Vaccine development centre opens in Saskatoon
Vaccine development centre opens in Saskatoon
The University of Saskatchewan’s Vaccine and Infectious Disease Organization (VIDO) Vaccine Development Centre is complete.
“We have the ability to make human and animal vaccines in the same facility and that we are tied into the containment space,” Director and CEO of the Vaccine and Infectious Disease Organization Volker Gerdts said.
VIDO is one of the few biomanufacturing facilities in the world that can provide vaccines under containment level 3. The facility cost $28 million and received federal, provincial and municipal funding.
“We recognized the only way to move beyond the pandemic and keep people safe was through a coordinated, effective immunization campaign that included swift and reliable procurement from our government,” Minister for Prairies Economic Development Daniel Vandal said in a media release.

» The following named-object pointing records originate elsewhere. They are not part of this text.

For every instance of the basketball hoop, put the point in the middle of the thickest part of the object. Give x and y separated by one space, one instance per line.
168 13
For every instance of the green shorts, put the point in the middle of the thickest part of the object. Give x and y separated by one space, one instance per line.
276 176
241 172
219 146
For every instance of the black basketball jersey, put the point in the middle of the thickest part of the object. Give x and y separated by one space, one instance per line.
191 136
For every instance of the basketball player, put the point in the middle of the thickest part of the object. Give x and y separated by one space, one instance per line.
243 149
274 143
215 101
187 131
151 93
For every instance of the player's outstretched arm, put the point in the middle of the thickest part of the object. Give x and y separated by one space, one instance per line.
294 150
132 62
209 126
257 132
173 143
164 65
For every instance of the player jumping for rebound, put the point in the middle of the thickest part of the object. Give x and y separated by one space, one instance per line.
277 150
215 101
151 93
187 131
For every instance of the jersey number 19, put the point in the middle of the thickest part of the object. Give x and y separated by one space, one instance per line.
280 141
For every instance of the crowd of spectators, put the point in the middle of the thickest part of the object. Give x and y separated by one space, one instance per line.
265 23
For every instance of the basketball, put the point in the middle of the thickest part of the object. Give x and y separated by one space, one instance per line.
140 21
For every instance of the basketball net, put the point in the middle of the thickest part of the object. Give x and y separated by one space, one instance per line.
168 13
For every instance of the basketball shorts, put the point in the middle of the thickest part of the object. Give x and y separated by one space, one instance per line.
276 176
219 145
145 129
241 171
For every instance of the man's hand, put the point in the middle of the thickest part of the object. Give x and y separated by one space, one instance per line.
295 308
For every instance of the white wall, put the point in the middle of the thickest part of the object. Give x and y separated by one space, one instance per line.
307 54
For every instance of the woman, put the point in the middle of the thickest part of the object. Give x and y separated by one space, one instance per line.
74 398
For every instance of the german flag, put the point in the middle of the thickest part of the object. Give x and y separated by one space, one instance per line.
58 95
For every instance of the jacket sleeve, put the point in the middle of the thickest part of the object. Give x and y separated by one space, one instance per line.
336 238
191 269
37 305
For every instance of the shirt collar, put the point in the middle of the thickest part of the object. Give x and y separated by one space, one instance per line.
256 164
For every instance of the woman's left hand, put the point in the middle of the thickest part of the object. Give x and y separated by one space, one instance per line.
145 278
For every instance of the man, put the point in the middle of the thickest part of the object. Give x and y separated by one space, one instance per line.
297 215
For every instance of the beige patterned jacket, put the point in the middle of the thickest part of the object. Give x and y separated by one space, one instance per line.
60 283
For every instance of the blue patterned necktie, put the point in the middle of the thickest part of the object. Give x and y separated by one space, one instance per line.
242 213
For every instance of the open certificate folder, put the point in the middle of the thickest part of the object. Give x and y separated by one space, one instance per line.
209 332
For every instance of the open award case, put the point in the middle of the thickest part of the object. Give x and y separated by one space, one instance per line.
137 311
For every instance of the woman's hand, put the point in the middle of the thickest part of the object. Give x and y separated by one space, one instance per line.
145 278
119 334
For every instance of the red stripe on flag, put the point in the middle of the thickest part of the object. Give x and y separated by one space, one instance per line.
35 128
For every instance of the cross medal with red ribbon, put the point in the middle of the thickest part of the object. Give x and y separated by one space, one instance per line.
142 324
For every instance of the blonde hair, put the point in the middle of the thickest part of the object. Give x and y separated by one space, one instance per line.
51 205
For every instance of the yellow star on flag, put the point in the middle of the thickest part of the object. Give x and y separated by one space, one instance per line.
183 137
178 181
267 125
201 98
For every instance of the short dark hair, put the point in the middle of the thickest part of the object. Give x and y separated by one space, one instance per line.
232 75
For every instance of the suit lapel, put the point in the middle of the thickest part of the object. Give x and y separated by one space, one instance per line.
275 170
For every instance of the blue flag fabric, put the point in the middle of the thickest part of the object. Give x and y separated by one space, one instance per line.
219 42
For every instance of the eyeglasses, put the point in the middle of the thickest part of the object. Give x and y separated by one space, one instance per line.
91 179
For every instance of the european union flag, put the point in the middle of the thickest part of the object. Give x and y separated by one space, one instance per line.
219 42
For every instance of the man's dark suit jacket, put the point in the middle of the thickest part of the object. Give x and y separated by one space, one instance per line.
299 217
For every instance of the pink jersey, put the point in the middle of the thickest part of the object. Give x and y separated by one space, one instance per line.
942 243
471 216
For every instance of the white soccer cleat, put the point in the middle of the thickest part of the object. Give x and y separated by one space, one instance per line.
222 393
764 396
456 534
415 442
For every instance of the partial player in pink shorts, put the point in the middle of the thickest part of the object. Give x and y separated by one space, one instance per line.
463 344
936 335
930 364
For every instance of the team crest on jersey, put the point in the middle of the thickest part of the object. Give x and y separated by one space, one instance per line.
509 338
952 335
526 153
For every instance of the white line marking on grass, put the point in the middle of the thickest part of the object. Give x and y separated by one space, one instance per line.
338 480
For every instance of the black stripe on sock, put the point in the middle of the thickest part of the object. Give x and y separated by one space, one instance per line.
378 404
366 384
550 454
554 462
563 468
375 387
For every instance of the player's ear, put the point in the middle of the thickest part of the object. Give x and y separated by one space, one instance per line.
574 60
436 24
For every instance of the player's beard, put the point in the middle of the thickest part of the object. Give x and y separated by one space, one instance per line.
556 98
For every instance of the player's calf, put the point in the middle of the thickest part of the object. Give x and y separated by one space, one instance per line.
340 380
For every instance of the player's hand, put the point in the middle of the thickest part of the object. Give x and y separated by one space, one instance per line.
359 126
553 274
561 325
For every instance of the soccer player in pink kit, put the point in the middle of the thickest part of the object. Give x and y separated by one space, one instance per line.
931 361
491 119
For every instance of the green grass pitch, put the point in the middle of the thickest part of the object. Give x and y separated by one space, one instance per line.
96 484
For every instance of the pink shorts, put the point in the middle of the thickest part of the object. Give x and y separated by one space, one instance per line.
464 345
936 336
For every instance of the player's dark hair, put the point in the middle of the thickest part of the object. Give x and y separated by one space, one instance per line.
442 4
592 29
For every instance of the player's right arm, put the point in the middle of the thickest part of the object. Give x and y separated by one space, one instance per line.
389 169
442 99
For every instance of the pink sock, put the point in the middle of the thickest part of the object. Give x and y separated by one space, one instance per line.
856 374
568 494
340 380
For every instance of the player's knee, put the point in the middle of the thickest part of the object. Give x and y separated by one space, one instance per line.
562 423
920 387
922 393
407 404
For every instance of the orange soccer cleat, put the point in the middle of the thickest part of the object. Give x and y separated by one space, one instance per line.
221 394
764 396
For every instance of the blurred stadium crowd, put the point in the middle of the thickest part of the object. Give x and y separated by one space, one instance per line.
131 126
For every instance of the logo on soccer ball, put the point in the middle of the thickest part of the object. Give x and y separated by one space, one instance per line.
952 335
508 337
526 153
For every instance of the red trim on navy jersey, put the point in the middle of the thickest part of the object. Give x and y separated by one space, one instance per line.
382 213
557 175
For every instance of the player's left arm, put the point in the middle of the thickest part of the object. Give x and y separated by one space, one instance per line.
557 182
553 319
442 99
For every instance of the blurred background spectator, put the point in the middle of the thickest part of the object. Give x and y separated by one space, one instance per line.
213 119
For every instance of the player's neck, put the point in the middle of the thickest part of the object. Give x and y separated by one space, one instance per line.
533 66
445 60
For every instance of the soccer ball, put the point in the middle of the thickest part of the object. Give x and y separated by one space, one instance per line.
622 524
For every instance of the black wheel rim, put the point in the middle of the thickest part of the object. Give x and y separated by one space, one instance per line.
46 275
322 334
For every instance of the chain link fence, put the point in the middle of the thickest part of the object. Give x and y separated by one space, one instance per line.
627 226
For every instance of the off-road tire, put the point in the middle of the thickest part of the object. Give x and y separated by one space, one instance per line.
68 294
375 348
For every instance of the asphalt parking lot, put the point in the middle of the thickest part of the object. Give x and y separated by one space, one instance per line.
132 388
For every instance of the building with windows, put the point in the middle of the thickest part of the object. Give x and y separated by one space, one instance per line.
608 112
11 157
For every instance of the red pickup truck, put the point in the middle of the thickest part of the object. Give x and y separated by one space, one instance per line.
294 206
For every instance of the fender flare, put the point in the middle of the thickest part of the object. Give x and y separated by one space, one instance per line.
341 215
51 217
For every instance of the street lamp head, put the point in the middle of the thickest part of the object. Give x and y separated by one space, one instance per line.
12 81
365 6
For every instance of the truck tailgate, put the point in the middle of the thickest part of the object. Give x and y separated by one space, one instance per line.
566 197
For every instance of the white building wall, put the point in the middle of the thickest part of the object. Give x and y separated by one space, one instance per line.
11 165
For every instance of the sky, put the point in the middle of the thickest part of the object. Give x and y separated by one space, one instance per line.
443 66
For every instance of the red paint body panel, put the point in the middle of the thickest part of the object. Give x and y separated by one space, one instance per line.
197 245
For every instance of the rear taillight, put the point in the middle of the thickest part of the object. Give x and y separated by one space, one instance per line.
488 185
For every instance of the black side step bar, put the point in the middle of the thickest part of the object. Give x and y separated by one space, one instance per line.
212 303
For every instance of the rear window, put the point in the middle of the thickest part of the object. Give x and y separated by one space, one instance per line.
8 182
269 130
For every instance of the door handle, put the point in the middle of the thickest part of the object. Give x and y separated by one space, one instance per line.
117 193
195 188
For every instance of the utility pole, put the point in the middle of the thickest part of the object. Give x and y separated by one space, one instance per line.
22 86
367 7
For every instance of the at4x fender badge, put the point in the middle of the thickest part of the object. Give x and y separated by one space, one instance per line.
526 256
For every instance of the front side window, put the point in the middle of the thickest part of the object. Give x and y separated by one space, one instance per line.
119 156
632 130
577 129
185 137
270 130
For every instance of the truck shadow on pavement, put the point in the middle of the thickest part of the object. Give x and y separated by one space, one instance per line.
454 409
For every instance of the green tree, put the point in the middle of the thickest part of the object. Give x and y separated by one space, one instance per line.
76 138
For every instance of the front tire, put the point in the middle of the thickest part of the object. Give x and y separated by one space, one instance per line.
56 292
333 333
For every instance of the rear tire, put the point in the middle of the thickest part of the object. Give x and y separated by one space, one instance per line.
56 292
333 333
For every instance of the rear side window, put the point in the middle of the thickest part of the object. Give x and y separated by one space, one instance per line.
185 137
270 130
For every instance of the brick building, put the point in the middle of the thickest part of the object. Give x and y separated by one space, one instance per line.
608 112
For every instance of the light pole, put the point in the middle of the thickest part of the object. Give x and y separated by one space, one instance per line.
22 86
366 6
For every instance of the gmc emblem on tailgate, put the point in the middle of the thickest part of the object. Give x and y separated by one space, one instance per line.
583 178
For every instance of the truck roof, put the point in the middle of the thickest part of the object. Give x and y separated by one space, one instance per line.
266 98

“At the same time, we are ensuring that Canadians, and the global community, have Canadian-produced vaccines to protect from future infectious disease outbreaks by investing $97.8 million from PrairiesCan since 2018, to help VIDO emerge as a world-class hub of research, development, and vaccine manufacturing capacity.”
VIDO broke ground by being one of the first labs in Canada to isolate the SARS-VoV-2 virus. A VIDO-developed COVID-19 vaccine is currently undergoing trials.
The facility was the first at a Canadian university to create its own COVID-19 vaccine and to enter clinical trials. The COVAC-2 is an alternative to the mRNA vaccines currently being used for immunization in Canada.
The centre will be one of only a few in the world certified for containment Level 3 - used for work with high-risk biological agents and hazards, genetically modified organisms, animals and plants.
“So those pathogens that in the future require containment, we can work with them here, because we are already operating Canada's largest containment facility,” said Gerdts.
VIDO says the centre is its first step in establishing the lab as Canada’s Centre for Pandemic Research, which the province says is raising Saskatchewan's profile.
“What this is doing now is bringing their (VIDO) expertise and their impeccable reputation to the human vaccine side,” said Premier Scott Moe. “Expanding beyond just research but expanding into the actual development of those vaccines, production of those vaccines.”
Vandal responsible for Prairies Economic Development Canada said it became evident when COVID first hit that there needed to be Canadian production of vaccines.
“In the future, we’re going to be much better prepared as we know that pandemics are going to hit again whether it’s in 2 years or 25 years,” Prairies Economic Development Canada Member of Parliament Dan Vandal said. “They're not going away.”
Currently, VIDO’s centre is classified as containment Level 3. The building is built to containment Level 4 standards and is now working to become certified. That would allow it to work with the most deadly severe human and animal diseases.
Staff include scientists from 25 countries.